Mango, 9 nov. (ATOP) – Cent sept élèves, membres des clubs de citoyenneté et de santé de neuf établissements du secondaire de l’Oti-Sud 2, ont été outillés du 5 au 7 novembre, dans leur localité respective, sur les droits et santé sexuelle et reproductive (DSSR) ainsi que sur les Violences basées sur le genre (VBG).

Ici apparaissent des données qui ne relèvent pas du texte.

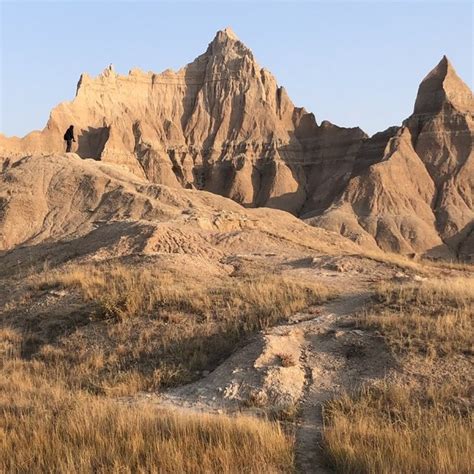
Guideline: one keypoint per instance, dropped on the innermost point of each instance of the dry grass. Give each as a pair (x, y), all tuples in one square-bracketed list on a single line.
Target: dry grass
[(411, 427), (45, 428), (395, 428), (144, 329), (435, 317), (421, 266)]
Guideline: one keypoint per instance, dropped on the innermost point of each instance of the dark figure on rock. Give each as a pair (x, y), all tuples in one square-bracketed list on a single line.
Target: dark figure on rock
[(69, 138)]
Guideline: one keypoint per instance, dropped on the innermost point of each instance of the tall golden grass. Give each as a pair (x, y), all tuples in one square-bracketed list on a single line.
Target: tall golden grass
[(401, 427), (144, 329), (432, 317), (394, 428), (45, 428)]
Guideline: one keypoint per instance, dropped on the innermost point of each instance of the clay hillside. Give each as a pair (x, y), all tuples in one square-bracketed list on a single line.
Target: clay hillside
[(222, 124)]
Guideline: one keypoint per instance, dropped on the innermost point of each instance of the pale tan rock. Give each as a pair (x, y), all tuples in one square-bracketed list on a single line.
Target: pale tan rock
[(222, 124)]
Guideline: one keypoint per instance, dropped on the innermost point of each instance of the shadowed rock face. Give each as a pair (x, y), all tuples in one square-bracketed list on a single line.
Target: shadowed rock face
[(418, 193), (222, 124)]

Ces séances d’information et de formation se sont déroulées dans les lycées de Takpamba, Koumongou, Kountoiré et aux Collèges d’enseignement général (CEG) de Nali, N’Kpè, Panga, Kangounou, Nadiki et Samti. Elles sont à l’actif de l’ONG Groupe de recherche et d’appui aux initiatives locales Nord-Togo (GRAIL/ NT), dans le cadre de la mise en œuvre du microprojet « Réduction de la déperdition scolaire des jeunes filles par la lutte contre des grossesses et les mariages précoces en milieu scolaire de la commune Oti-Sud 2 ». Ce projet bénéficie de l’appui financier et technique de l’ONG Action-Education et entend accompagner cette commune à éradiquer l’épineux problème de grossesses et mariages précoces.
Ces formations ont pour objectif de renforcer les compétences des membres des clubs sur le droit à une vie sexuelle épanouie et responsable, et d’amener les membres à une prise de conscience sur les conséquences liées aux grossesses et mariages précoces. Il s’agit aussi de permettre aux filles de mieux appréhender la fabrication et l’utilisation du collier du cycle de menstruation.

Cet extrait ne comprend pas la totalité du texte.